| name | perkcord-security-inspection |
| description | Defensive security inspection workflow for Perkcord auth, payment, Convex, Discord, and deployment boundaries. |
| compatibility | opencode |
| metadata | {"audience":"maintainers","repo":"perkcord","domain":"security"} |
Perkcord Security Inspection Skill
Purpose
Run repeatable defensive security inspections for Perkcord without leaking sensitive findings into public logs, issues, pull requests, or artifacts.
When To Use
- The user asks for a vulnerability inspection, security review, or pre-launch security pass.
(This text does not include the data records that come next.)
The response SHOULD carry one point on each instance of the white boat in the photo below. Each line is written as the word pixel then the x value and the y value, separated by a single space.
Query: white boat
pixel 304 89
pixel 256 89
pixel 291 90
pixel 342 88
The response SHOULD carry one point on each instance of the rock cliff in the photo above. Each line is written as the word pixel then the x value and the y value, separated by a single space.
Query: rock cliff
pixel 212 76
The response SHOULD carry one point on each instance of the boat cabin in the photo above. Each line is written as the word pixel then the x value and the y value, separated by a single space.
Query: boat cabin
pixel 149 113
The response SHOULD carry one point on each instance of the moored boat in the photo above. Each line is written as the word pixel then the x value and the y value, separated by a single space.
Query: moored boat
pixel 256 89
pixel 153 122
- A change touches auth, sessions, payment providers, webhooks, entitlements, Discord role projection, provider credentials, or tenant isolation.
- A scheduled/private runner needs a standard playbook for security triage.
- A security finding needs classification into public issue, private advisory, or human triage.
Disclosure Guardrails
- Treat auth, payment, entitlement, provider credential, OAuth token, Discord role, webhook, and tenant isolation findings as private by default.
- Do not put exploit detail in public GitHub issues, PR descriptions, public Actions logs, public artifacts, or public comments.
- Use public GitHub issues only for sanitized hardening work that does not reveal a bypass or sensitive route/function.
- Use GitHub Security Advisories for confirmed security-sensitive findings. Do not request a CVE unless explicitly asked.
- If running in a public GitHub Actions context, print only sanitized pass/fail summaries.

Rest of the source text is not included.